To beat the bookie's odds you need to be more sophisticated than that though. Anthony's approach involves using what are called 'Bayesian networks'. They are probabilistic models but ones that can take account of more than just hard facts like historical data. You can include all those vague, subjective things that a match might turn on as well - like availability of key players, team fatigue, team motivation, and so on. They give a way for an expert to include their best guesses about things that there are no hard facts about.
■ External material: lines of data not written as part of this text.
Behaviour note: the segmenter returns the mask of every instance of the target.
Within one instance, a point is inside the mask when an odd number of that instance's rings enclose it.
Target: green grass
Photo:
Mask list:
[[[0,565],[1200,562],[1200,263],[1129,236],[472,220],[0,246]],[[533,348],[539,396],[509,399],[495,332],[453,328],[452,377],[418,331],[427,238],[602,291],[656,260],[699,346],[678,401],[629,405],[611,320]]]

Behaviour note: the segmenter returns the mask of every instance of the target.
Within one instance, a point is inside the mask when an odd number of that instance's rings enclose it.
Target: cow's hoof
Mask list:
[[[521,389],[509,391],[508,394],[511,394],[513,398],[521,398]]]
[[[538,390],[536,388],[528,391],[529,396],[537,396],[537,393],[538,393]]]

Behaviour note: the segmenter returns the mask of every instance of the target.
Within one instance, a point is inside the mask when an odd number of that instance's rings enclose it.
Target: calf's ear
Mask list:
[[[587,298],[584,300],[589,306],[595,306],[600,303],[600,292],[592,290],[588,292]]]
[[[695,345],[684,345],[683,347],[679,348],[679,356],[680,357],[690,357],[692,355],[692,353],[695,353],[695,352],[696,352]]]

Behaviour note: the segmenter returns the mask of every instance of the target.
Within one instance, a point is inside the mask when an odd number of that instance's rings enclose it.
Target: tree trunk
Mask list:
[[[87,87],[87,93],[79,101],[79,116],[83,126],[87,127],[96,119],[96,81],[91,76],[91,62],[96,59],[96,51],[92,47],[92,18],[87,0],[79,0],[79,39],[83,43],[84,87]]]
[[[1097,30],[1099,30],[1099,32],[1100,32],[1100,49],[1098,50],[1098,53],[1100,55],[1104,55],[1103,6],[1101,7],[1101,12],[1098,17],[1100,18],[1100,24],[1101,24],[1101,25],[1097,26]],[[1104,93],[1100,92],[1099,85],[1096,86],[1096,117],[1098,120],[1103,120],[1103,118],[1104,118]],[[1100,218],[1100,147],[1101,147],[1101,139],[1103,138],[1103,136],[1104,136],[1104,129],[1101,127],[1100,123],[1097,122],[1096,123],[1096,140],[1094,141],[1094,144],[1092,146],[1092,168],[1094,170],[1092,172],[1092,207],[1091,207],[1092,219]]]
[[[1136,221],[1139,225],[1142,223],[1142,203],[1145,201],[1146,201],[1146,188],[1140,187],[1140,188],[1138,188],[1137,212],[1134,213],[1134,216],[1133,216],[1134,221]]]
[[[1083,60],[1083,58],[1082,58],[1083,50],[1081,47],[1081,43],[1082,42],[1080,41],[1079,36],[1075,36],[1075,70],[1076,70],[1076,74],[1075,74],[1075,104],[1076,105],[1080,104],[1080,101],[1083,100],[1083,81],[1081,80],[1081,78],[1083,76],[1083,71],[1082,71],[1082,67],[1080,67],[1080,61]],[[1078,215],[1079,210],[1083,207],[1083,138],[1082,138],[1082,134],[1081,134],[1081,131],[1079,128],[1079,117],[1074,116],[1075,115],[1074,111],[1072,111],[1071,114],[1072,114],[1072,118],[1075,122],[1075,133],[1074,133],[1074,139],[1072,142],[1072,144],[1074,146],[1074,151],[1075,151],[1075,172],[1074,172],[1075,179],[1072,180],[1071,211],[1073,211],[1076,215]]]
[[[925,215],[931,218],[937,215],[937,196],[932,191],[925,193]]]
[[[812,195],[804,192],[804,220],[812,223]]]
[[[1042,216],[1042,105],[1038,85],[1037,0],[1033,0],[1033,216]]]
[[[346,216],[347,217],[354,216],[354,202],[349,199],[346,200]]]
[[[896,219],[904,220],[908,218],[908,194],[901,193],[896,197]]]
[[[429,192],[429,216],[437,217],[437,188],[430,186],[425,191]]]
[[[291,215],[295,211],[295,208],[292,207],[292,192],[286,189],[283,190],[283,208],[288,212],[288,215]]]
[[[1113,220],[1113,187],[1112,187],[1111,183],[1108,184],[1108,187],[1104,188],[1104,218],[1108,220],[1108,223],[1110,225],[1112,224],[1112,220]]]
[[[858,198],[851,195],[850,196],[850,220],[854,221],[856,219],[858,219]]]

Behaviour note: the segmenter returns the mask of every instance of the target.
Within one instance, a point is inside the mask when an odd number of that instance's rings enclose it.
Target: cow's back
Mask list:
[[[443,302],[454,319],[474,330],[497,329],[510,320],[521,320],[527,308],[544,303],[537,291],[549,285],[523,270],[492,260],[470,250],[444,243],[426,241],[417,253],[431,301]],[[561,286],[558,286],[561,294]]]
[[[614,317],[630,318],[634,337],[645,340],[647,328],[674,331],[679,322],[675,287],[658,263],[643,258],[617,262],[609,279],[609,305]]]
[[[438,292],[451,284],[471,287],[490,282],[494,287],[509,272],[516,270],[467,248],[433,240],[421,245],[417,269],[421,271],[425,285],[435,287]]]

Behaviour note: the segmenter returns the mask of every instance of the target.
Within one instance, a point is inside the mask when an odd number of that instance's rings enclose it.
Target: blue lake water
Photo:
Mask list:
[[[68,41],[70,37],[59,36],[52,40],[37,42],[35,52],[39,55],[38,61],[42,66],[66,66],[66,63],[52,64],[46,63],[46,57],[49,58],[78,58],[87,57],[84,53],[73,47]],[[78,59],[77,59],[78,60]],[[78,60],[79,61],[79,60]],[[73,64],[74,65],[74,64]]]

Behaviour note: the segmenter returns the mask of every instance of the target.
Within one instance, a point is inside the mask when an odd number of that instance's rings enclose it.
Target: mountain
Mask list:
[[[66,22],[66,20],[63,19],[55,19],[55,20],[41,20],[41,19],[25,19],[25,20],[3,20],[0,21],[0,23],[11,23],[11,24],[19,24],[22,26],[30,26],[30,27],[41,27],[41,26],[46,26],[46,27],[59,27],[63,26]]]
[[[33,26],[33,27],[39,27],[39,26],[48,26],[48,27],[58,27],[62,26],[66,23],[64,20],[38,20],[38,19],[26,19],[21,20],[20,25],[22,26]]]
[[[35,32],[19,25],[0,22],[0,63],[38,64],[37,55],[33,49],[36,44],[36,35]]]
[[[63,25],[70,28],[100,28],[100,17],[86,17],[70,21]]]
That extra data is then taken into account appropriately in the model's predictions.

Anthony, jointly with Norman Fenton and Martin Neil, used their system to make predictions, giving probabilities for wins, losses and draws about premiership matches. To keep them honest, all their predictions were published online at www.pi-football.com before the kick-offs. Did it work? Yes - they made a profit against the published market odds over a long period of time. No other published work has successfully done that. That suggests the importance of the novel part of Anthony's approach: Bayesian networks.

Having demonstrated the approach works for football, it's now worth trying it on other markets too: both other kinds of sports gambling and the financial markets. In the meantime if you want to beat the bookies you can follow the tips of pi-football. If you want to write your own program (with vast riches on your mind) you need to learn some computer science first (and reading Anthony's PhD dissertation would help too).